It is hard to be human. The reality of this continues to return to me over and over again these last few weeks as I feel that I and those around me have been called to enter into the tragic human realities of death, loss, and grieving. As I write these words it occurs to me that during this Holy week before Easter the disciples and followers of Christ were probably in a very similar place. I say that it is hard to be human not just because we have to face such issues, but we are invited to feel them deeply alongside feelings seemingly at odds with death, hope for resurrection
I think of Jim* on the street, whom we’ve known for years. When we saw him on Broadway he was his usual self, ready with stories in hand to convince us that he was much tougher, smarter, more respected, better than maybe he even knew or believed himself to be.

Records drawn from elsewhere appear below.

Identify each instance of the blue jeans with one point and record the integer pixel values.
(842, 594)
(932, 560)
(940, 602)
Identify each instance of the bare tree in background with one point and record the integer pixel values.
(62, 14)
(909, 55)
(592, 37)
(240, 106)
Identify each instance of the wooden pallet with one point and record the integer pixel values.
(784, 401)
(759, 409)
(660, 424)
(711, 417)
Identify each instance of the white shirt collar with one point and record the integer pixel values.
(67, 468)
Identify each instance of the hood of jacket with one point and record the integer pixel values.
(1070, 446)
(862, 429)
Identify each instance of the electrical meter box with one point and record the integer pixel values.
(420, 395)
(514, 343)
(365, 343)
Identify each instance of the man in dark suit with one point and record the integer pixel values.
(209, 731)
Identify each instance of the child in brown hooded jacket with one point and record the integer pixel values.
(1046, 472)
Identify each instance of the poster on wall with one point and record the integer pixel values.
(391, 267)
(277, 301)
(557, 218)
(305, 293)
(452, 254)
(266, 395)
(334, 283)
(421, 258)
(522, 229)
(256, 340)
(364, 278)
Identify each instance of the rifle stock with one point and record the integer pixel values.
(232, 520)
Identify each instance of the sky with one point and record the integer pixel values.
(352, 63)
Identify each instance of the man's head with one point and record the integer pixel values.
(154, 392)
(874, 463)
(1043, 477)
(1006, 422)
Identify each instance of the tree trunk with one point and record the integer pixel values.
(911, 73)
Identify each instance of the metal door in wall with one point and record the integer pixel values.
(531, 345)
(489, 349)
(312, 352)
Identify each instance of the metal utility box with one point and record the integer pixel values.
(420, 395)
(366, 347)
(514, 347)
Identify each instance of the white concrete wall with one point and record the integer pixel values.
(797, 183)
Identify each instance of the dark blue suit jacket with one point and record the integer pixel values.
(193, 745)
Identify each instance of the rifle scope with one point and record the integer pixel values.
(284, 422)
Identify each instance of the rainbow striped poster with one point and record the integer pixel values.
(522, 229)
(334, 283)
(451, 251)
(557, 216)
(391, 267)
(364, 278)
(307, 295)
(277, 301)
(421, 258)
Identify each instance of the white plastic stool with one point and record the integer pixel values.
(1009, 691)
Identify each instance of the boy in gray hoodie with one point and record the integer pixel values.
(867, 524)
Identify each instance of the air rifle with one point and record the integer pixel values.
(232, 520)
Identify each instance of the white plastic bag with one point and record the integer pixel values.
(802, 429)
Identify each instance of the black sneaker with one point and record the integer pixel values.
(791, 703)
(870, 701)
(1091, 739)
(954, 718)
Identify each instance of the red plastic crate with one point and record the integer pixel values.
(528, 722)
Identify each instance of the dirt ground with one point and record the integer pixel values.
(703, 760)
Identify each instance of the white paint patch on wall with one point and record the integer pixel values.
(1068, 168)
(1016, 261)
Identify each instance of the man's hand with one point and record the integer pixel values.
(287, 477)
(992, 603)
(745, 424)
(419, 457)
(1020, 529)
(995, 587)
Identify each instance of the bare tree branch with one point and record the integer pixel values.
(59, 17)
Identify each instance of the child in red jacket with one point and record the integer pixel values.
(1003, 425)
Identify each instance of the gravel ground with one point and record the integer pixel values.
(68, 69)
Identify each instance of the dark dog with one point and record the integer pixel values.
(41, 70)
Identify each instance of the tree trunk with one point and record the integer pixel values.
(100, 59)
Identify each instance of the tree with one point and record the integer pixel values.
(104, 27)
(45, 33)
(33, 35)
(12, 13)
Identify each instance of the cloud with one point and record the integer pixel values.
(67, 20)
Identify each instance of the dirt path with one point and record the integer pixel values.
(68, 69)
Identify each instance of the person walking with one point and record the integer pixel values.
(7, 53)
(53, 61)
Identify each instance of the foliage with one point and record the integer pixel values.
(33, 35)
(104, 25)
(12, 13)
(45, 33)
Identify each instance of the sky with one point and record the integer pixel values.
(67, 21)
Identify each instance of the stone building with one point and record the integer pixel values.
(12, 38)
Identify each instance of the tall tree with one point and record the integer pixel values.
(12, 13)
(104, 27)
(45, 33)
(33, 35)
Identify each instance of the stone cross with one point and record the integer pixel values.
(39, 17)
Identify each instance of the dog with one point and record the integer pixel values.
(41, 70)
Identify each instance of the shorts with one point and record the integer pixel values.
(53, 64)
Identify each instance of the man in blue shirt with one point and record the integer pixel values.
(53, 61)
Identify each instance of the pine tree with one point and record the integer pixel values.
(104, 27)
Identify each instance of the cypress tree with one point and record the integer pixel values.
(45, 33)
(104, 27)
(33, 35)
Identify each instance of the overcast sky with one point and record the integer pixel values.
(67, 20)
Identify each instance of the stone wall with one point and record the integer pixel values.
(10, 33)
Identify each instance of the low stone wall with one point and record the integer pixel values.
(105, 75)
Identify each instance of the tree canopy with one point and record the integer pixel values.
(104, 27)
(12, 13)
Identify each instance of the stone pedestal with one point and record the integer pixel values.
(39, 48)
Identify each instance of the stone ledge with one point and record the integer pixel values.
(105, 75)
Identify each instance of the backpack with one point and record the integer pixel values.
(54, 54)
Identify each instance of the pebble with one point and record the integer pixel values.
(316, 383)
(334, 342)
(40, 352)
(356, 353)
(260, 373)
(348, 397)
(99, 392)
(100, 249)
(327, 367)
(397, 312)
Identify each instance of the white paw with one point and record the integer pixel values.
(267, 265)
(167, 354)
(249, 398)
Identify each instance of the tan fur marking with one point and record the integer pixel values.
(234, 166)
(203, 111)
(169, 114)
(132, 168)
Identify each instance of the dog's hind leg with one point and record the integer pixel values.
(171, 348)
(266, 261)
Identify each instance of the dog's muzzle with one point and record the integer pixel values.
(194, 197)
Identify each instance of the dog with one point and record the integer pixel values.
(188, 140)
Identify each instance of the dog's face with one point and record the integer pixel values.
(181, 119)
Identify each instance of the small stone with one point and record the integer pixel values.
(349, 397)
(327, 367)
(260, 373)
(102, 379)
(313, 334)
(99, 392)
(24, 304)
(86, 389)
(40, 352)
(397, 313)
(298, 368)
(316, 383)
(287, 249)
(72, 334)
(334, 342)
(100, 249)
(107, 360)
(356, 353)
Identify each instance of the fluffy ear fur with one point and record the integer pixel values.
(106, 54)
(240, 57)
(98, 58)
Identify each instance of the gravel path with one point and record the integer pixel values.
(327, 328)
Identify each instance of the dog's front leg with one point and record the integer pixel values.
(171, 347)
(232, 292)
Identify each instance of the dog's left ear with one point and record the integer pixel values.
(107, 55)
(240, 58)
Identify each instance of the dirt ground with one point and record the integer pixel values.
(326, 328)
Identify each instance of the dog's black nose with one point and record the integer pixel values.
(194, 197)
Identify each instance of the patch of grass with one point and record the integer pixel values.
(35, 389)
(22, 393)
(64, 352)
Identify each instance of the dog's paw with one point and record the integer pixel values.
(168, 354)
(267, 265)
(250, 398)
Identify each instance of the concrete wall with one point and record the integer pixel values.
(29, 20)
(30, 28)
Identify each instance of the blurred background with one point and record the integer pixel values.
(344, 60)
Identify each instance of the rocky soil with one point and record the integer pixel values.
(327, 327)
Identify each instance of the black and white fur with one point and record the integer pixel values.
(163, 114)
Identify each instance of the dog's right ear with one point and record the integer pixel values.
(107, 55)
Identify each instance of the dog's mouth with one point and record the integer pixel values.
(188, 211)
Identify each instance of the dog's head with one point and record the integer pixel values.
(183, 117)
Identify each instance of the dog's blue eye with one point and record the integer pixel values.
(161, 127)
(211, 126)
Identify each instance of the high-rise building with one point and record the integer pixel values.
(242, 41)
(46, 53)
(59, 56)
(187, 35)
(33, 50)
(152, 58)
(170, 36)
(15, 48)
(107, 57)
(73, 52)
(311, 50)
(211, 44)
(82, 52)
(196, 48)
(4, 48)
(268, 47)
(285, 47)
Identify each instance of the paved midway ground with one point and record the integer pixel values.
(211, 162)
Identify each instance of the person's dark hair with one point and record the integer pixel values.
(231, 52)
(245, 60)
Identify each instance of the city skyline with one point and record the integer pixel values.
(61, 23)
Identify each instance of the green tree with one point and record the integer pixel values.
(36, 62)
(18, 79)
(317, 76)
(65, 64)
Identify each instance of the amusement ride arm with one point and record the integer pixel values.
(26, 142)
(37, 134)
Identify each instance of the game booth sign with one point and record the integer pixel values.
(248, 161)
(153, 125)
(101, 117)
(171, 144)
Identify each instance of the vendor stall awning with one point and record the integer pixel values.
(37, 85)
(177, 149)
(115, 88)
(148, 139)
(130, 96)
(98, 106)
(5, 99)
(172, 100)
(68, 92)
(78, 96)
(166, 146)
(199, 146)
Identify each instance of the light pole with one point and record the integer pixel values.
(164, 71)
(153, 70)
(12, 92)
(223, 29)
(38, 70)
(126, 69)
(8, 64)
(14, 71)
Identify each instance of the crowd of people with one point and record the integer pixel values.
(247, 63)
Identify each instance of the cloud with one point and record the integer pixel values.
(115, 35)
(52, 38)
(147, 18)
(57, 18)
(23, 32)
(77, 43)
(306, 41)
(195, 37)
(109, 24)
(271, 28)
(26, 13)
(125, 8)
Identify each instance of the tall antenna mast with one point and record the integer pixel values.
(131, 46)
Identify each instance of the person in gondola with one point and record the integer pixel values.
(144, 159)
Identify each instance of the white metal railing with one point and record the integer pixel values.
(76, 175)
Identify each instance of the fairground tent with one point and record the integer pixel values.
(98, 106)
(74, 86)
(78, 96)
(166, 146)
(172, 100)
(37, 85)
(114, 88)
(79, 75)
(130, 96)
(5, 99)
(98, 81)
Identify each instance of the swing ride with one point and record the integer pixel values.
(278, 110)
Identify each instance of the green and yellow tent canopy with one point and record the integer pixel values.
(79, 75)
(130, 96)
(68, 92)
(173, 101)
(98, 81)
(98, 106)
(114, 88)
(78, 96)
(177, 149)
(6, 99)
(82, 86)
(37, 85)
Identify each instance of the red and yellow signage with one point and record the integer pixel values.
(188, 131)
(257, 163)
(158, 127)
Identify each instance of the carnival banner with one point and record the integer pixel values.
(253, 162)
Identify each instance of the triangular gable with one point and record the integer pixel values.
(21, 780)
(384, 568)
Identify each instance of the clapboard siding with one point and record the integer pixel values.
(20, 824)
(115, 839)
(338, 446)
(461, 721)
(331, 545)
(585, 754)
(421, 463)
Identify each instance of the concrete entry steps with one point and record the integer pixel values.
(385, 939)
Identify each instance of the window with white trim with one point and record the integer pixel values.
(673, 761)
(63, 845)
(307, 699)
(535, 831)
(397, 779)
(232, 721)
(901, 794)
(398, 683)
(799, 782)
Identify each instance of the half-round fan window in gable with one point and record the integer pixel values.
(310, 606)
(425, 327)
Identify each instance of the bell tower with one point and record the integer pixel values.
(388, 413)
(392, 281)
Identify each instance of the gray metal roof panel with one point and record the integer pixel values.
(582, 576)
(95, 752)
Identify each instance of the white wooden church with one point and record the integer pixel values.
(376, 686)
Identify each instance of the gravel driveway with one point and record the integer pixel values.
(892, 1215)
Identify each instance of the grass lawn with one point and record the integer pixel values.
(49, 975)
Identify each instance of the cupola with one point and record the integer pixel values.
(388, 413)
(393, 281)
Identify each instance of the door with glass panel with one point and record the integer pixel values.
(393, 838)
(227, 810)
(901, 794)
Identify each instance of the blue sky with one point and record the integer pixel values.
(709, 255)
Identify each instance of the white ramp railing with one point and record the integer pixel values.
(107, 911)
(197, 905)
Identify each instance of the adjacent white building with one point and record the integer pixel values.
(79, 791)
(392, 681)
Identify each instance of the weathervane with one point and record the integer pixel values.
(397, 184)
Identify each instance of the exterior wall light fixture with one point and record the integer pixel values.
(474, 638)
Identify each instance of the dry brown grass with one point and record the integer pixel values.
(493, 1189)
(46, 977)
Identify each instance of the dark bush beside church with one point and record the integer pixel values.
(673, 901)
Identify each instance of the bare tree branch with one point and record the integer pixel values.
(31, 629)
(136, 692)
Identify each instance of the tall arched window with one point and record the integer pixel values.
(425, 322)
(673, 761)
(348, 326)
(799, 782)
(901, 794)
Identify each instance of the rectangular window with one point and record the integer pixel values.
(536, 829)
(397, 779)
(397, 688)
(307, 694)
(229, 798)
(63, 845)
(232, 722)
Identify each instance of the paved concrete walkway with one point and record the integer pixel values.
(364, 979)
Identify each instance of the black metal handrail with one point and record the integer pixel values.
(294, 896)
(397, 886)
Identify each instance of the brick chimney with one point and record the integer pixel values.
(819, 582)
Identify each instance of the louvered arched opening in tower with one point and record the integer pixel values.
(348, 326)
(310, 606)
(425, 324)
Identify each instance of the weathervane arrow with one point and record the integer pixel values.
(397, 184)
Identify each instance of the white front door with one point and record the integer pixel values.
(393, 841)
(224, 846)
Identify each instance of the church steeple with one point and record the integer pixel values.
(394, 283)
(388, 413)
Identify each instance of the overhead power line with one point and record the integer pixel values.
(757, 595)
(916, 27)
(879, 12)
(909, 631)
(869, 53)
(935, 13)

I found myself not wanting to participate in his stories, laugh at his jokes, and be impressed with his desirability on the streets, though I have many times in the past. Instead I felt sad by his need to cover his own brokenness with amusing tales. But I understand his need to cover. We all do it, make up our own reality to keep from facing and feeling what is really true. It’s a great safeguard against having to feel our deep longing for Easter while we’re still in Lent.
But that is what we are invited to do, and what we hope to invite Jim and others in our community to do, to be people who LIVE by feeling and experiencing the reality of both death and resurrection fully.